Deep learning (DL), a subfield of machine learning (ML) and artificial intelligence (AI), is considered a core technology of the Fourth Industrial Revolution, also known as Industry 4.0 [18,19]. The word “deep” refers to the multiple layers through which data is processed to build a hierarchical data-driven model. DL models can automatically extract features from data, enabling them to handle complex tasks accurately. These models are widely applied in healthcare, cybersecurity, business intelligence, and especially agricultural visual recognition tasks.

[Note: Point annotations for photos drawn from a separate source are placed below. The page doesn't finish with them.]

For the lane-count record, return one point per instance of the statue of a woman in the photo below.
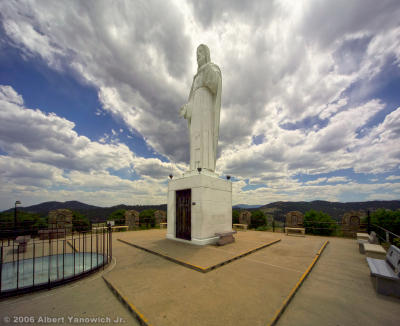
(202, 112)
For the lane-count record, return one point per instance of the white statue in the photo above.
(202, 112)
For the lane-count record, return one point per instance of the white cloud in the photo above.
(393, 177)
(315, 182)
(337, 179)
(298, 84)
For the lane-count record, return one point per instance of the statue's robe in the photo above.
(203, 113)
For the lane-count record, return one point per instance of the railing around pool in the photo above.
(28, 264)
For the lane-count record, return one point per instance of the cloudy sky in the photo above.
(90, 93)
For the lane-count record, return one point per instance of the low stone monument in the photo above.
(245, 217)
(160, 216)
(351, 222)
(294, 219)
(132, 219)
(199, 202)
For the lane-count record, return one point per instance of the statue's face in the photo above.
(201, 57)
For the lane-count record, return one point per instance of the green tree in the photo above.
(146, 218)
(318, 223)
(388, 219)
(118, 216)
(235, 217)
(27, 223)
(80, 222)
(257, 219)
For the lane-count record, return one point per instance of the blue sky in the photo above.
(90, 95)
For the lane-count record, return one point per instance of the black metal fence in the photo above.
(29, 262)
(385, 236)
(335, 228)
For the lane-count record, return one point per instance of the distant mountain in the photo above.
(277, 209)
(244, 206)
(50, 205)
(94, 213)
(334, 209)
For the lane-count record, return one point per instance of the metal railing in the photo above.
(385, 235)
(28, 264)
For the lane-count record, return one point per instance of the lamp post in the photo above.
(15, 214)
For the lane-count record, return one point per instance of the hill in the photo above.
(94, 213)
(276, 209)
(334, 209)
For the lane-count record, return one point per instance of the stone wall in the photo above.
(294, 219)
(351, 222)
(160, 216)
(245, 217)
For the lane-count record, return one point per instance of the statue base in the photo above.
(199, 206)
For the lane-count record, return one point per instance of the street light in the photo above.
(15, 214)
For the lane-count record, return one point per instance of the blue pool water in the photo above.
(55, 267)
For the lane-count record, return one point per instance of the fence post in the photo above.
(110, 241)
(1, 265)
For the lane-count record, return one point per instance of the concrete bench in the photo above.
(240, 226)
(22, 242)
(295, 231)
(362, 236)
(225, 238)
(386, 273)
(372, 238)
(374, 251)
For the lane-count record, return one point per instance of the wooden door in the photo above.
(183, 214)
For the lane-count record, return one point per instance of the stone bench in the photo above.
(372, 239)
(295, 231)
(22, 242)
(225, 238)
(374, 251)
(362, 236)
(240, 226)
(386, 273)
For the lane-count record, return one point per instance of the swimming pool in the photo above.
(27, 273)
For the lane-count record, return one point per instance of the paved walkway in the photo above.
(89, 297)
(339, 291)
(247, 291)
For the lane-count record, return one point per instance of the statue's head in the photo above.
(203, 55)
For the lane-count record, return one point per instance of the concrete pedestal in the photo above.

According to Li et al. [20], convolutional neural networks (CNNs) represent a fundamental class of deep learning models, particularly significant in the field of computer vision. The architecture of CNNs is designed to process grid-structured data, such as images. This process is achieved through convolutional layers, which apply convolution operations to extract local features from images, followed by pooling layers that reduce the dimensionality of the features while retaining essential representations. These networks have shown remarkable capabilities in learning complex hierarchical representations directly from data, making them highly effective in pattern recognition tasks such as image classification, object detection, and semantic segmentation. The capacity of CNNs to capture detailed and abstract visual patterns makes them ideal for identifying various visual characteristics of agricultural products, such as shape, color, and texture, which are critical for distinguishing between different pepper varieties [21].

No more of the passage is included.